The tagline of the book is "See, we love each other. We just don't happen to like each other very much." And it's interesting -- as the book began, I didn't like any of the main characters, but I loved the writing, so I kept going, because I was so engaged. And by the end, I liked them all a great deal -- which is parallel to what actually happens in the story. And what does happen? Not much. Just a family living in a house and getting to know one another again, and each of the three sisters having some small victory over her own demons -- these three women bring a lot of their own problems on themselves (well, I suppose most of us do that, don't we?), and a lot of their supposed dislike for one another is created in their own heads.

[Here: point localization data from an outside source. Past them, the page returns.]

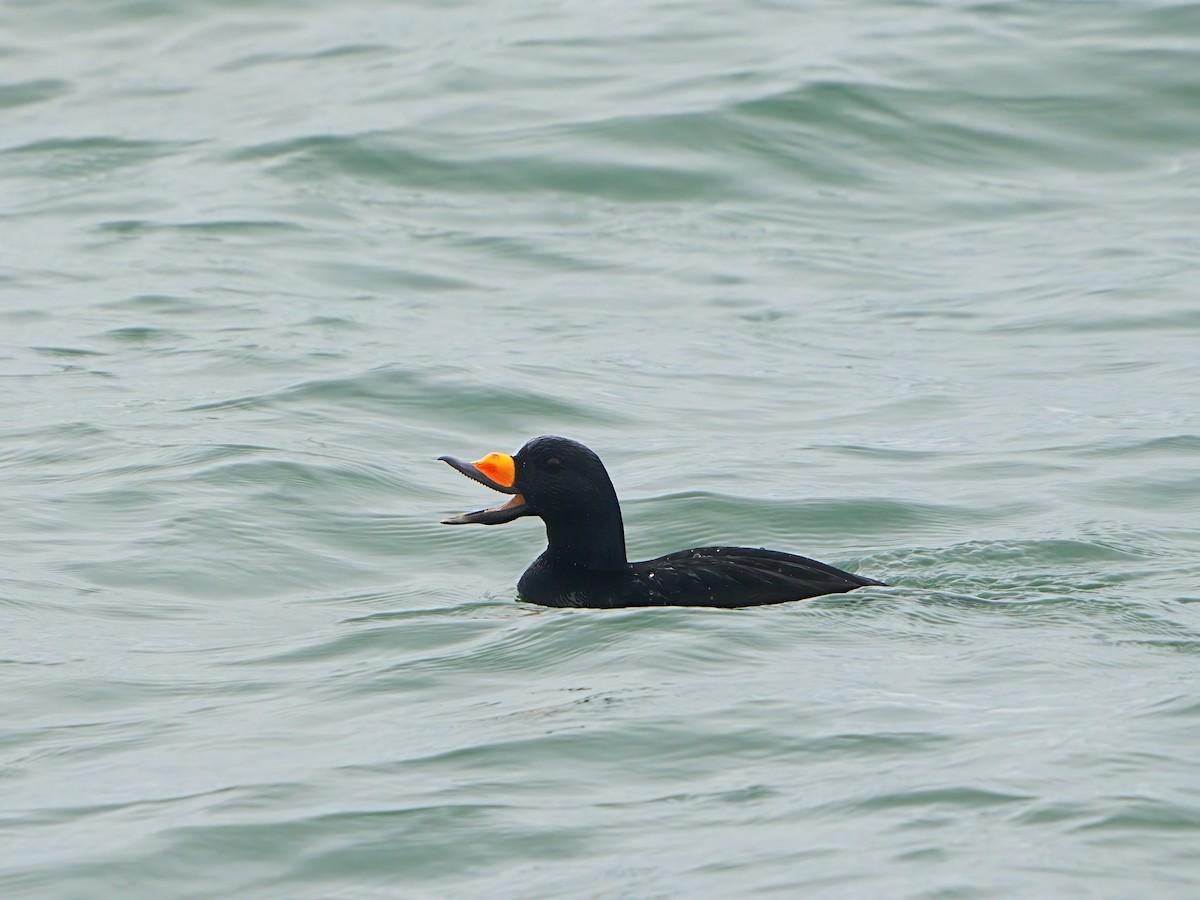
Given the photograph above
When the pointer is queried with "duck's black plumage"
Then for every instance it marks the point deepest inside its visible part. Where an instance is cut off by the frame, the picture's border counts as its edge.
(585, 562)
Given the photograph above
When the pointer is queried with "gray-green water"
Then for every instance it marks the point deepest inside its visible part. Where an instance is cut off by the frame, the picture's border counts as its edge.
(913, 288)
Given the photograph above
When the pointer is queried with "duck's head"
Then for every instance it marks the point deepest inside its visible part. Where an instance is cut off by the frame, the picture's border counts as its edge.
(553, 478)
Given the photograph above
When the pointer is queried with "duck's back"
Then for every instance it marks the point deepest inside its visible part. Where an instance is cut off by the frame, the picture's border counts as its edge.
(739, 576)
(705, 576)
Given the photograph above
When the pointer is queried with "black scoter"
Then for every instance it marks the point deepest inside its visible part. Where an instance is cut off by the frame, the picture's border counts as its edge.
(585, 563)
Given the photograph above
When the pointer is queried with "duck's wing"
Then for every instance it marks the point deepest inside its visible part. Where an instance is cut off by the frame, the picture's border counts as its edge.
(738, 576)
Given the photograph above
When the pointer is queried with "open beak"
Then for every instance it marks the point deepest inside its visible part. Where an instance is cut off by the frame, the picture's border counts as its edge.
(498, 472)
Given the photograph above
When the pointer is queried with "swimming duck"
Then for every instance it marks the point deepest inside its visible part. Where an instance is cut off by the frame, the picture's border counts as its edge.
(585, 563)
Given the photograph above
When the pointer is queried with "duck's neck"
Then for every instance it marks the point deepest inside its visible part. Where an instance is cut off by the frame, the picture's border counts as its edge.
(592, 540)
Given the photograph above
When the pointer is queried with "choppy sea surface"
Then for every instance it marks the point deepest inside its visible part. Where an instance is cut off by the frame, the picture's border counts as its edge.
(909, 287)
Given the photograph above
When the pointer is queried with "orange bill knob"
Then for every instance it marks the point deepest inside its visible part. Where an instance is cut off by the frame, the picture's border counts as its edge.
(498, 467)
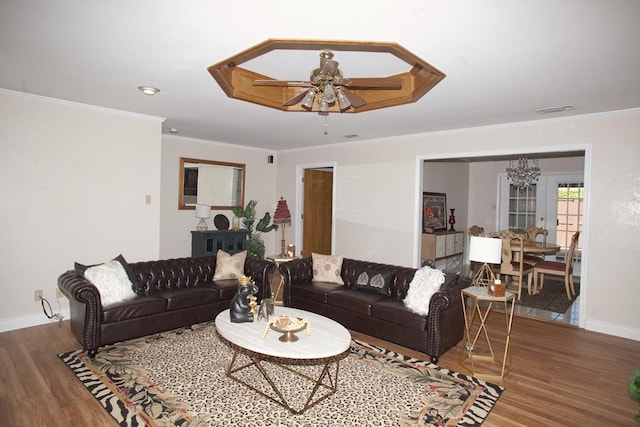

I think the danger in a book like this is that, because the narrative is being spread thin across three main characters, motivations can get short shrift. And that definitely happens with at least one character, Rose -- I found myself frustrated with her need to stay in this small town and not go be with her fiance, because there didn't seem to be anything real behind her insistence in staying. She kept saying she had to "take care of" the parents, but it was quickly obvious that this was not the case, and thus it was unbelievable that someone capable of earning a living as a professor wouldn't know this and come to accept it much sooner. She does eventually go (that's not really a spoiler, as it's not really that kind of book), but I was frustrated by her the entire 200 pages it took her to get gone. I was rolling my eyes at her often and muttering under my breath, "Come on, just get over it already."
Luckily, the writing was good enough to keep me going. And as for the other two sisters -- I didn't really like Bean, but I totally got her and understood what she was going through. And I did like Cordelia, who would have been easy to be annoyed by with her hippy dippy flakiness and utter lack of any sense of responsibility. I loved the parents. And I also loved how the family all quotes Shakespeare to one another at every turn, in any situation -- all of them but the mother.
All in all, it's an enjoyable read, and really well-written. I definitely recommend it.